Monday, November 18, 2013

A Brief Thought About Medieval Music


My daughter is a choral singer, and in her high school, the choir puts on and performs in a madrigal dinner every year around Christmas.  She also sings in the Indianapolis Children’s Choir, and this year, they are going to be singing some Christmas music in Middle English.  I looked at the music, and this made me wonder about music in the Middle Ages.  How did it morph from the initially simple, liturgical vocal music to the complexity of Bach and others? 
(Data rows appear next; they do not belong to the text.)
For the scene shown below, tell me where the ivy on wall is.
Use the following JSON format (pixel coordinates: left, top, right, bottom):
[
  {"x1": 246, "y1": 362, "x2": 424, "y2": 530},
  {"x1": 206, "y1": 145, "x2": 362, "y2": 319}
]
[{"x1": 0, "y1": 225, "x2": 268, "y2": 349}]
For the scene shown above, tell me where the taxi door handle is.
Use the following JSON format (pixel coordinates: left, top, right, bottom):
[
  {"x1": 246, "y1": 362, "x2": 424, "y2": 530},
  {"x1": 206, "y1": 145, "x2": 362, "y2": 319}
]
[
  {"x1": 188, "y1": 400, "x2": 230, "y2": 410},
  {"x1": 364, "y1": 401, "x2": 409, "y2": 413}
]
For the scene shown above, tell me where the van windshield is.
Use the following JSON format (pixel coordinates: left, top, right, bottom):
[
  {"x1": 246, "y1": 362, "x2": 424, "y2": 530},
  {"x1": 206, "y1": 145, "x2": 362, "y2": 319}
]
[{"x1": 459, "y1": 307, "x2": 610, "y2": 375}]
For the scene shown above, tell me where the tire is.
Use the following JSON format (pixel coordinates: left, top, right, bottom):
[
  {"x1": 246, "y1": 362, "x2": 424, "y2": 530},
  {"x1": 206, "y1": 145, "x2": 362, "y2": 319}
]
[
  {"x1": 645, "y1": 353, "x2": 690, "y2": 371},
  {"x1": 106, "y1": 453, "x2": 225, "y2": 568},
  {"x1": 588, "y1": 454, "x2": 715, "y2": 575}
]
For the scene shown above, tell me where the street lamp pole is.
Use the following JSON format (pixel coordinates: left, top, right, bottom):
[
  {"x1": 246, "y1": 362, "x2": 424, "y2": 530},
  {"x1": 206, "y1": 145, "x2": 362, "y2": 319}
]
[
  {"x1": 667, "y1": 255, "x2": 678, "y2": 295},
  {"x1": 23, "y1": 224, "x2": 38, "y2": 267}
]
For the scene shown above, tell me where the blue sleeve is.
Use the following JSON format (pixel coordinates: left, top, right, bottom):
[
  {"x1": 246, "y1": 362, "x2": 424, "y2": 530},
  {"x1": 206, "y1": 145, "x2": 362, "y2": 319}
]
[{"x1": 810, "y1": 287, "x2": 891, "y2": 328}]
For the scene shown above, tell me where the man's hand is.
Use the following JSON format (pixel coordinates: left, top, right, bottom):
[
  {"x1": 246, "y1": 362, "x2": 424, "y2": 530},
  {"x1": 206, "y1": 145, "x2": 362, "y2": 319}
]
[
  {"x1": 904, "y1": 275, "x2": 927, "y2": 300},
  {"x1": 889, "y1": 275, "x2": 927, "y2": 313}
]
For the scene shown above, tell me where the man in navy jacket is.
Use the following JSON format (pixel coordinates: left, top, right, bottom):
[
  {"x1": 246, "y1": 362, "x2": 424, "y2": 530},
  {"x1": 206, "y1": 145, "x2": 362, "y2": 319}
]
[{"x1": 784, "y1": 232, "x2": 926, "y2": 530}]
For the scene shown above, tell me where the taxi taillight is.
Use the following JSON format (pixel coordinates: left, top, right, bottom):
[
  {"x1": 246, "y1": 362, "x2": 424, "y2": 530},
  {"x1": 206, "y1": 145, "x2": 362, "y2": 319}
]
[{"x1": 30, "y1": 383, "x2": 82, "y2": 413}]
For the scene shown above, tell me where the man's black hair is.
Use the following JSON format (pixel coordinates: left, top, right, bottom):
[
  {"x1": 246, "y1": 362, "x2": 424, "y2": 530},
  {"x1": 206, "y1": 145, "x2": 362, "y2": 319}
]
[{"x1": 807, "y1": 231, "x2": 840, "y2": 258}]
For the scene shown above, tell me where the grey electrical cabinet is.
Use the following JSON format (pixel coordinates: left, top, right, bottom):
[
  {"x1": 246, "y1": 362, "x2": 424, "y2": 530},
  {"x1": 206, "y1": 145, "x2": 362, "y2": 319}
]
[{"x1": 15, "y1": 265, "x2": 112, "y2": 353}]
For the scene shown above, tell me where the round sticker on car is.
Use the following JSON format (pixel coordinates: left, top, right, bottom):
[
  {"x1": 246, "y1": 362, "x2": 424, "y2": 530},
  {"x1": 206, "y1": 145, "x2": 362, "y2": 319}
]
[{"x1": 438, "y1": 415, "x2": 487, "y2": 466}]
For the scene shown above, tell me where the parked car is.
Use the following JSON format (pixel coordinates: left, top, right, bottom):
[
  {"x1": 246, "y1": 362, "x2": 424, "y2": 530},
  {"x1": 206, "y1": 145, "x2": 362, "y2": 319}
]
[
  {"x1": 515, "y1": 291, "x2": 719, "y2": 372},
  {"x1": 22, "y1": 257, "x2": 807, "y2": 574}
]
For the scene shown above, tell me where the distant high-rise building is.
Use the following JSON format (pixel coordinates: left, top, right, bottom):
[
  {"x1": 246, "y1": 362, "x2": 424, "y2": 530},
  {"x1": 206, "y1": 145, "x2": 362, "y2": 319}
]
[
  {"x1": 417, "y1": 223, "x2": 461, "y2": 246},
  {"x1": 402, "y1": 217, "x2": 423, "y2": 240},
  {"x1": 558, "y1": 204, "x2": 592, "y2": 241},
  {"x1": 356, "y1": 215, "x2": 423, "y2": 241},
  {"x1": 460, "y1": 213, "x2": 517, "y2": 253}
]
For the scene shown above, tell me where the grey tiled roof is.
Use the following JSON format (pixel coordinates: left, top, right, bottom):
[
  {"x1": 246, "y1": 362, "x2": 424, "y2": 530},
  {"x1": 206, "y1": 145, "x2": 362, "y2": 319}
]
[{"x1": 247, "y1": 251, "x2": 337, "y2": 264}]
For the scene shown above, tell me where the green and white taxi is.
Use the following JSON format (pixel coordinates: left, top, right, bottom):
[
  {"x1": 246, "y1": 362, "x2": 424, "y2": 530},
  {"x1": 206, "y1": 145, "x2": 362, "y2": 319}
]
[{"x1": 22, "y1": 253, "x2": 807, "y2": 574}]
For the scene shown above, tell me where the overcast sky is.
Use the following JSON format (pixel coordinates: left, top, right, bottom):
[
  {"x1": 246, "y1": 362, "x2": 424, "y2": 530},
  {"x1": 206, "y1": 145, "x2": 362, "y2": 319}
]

In Western European culture in the early Middle Ages, most “formal” music was centered on the Church, and took the form of Gregorian Chants, which are believed by some to have been codified by Pope Gregory I at the end of the 7th century.  This example of Gregorian chanting was recorded in 1930.  Gregorian chants are still sung today, often as part of relaxation music, and usually have some type of minimal accompaniment.  Relaxation recordings may also have such chants superimposed over nature sounds.

 In the late 1200’s a style of secular music was developed called Italian Trecento Madrigal, unaccompanied vocal music for two, or more rarely, three voices.  An example of this form can be found here: Italian Trecento madrigal  .  The other common form of secular music was that provided my minstrels or troubadours, which was essentially a lyrical performance of poetry.

Renaissance madrigal music, which took its name but not its style from the Italian Trecento Madrigal, was not established until the early 16th century.  This music was again typically unaccompanied vocals, featuring anywhere from two to six voices.  Later, in the early part of the 17th century, madrigal music began to merge with opera and was eventually replaced with the operatic aria.  This madrigal piece is from the early 17th century:  Sing We at Pleasure.

 The most common instruments in the 13th and 14th centuries were the guitar, the shawm (which was redesigned into the oboe in the middle of the 17th century), the cittern (pictured), and the recorder, which most of us in the United States were forced to learn to play in music class in grade school.

 
Cittern

By the 17th century, more musical instruments had been developed, such as the cornetto/trumpet, the lute, the violin (developed from an earlier, larger instrument called the viol), the harpsichord, and the flute.  The development of these instruments made possible the composition of more complex music.

 For those of you who think that history is a waste of time and roll your eyes when someone trots out Santayana’s quote about those who can’t remember the past being doomed to repeat it, it seems to me that much of today’s popular hip-hop music is…..a more or less lyrical performance of poetry.